Ci sono cose che, avvolte nelle nebbie di tempi anche brevi, acquisiscono un’aura che sta a cavallo tra il folklore e la mitologia. Una di queste è l’acqua “Pozzillo”, marchio scognito ai più e conosciuto invece soprattutto in chi ha vissuto o anche solo frequentato soprattutto la Sicilia orientale, tra Catania e Messina, per intenderci, in quel bellissimo pezzo di costa ionica in cui si trova incastonata la gemma di Taormina, giusto per dire.
Mia moglie, acitana di nascita, mi ha raccontato la storia di questa acqua, ricordo della sua giovinezza, eccessivamente addizionata di anidride carbonica. L’acqua Pozzillo (il nome è quello della località in cui si trova la sorgente, come accade per molte acque) era frizzante, che più frizzante non si può: le bottiglie rischiavano di esplodere e andavano maneggiate con cura; gli effetti intestinali erano… assicurati.
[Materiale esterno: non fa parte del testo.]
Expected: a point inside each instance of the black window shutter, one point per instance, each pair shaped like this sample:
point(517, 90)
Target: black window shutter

Scrivo al passato perché quell’acqua non esiste più: «La società Acquapozzillo poteva vantarsi di aver fornito il re Ferdinando I di Bulgaria, che conobbe l’acqua durante un suo soggiorno in Sicilia. L’attività, che era passata alla Regione Siciliana, è cessata negli anni 2000», racconta laconicamente Wikipedia, alla voce “Pozzillo”.
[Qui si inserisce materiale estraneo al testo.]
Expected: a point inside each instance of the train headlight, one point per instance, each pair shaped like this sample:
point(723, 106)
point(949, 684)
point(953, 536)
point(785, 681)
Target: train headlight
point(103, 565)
Fin qui il folklore e adesso passo alla mitologia: i più vecchi tra coloro che leggeranno queste righe ricorderanno (io in modo sbiadito, confesso), l’attore (siciliano) Lando Buzzanca, professionista con sicure qualità, ma spesso protagonista di quelli che forse nella modernità definiremmo B movies. In uno di questi La prima notte del dottor Danieli, industriale, col complesso del… giocattolo il protagonista ha, di fronte alla moglie che scopre essere vergine, problemi di “timidezza”, per dir così. E uno dei tentativi del “rinvigorimento” sessuale del Buzzanca-Danieli è proprio lei, l’acqua Pozzillo!
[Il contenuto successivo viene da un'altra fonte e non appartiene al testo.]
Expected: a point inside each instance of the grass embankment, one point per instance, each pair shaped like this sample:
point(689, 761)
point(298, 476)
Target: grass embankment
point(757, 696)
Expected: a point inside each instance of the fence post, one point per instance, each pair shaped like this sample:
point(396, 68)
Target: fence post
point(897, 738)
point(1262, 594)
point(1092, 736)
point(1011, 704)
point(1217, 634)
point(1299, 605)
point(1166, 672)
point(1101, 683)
Poi esiste la realtà: in questo post si narrano brevemente gli episodi salienti di questa vicenda che qualche tristezza ce l’ha, ma, con una punta di orgoglio, parlando proprio di questo, mio suocero mi confessava che in anni neppure troppo remoti, quando il calcio non era ancora così inondato di fiumi di soldi e sponsor, alle squadre – dalle massime divisioni in giù – veniva fatto divieto di portare sulle maglie segni distintivi e sponsor appunto: la casacca era quella con i colori sociali e solo eccezionalmente poteva essere cambiata, per le esigenze legate alle riprese televisive in bianco e nero: se i colori, magari con due maglie a righe, erano troppo vicini il telespettatore che seguiva la cronaca, rischiava di confondersi.
In questa epoca, che ho vissuto da bambino – mio padre ha giocato attivamente in squadrette locali e molte delle foto che lo ritraggono sono su un campo di calcio, in quelle foto “ufficiali” che si facevano a squadra schierata (un paio di queste me le ha fatte vedere di recente elencandomi chi, in quelle foto di mezzo secolo fa o forse più, nel frattempo era passato a miglior vita…) – e che definirei “sana”, collezionavo ancora, come moltissimi miei coetanei, le “figurine Panini” e l’album dei calciatori su cui quelle figurine andavano appiccicate. Lì, al campionato 1977-78, si ferma la mia cultura calcistica, poi ho cominciato a disinteressarmene completamente (non che fossi mai stato un “fan”, ma le figurine erano un gioco che forse mi ha stufato presto), ma al “dettaglio” degli sponsor non avevo pensato. Così mio suocero mi disse che le uniche eccezioni di quegli anni erano, appunto, una squadra che all’epoca giocava nelle massime divisioni (il Vicenza) che si chiamava appunto “Lanerossi Vicenza” e, appunto, l’Acireale, club che dal 1960 al 1972 fu chiamato semplicemente Acqua Pozzillo, come si può leggere sul sito del Comune di Acireale.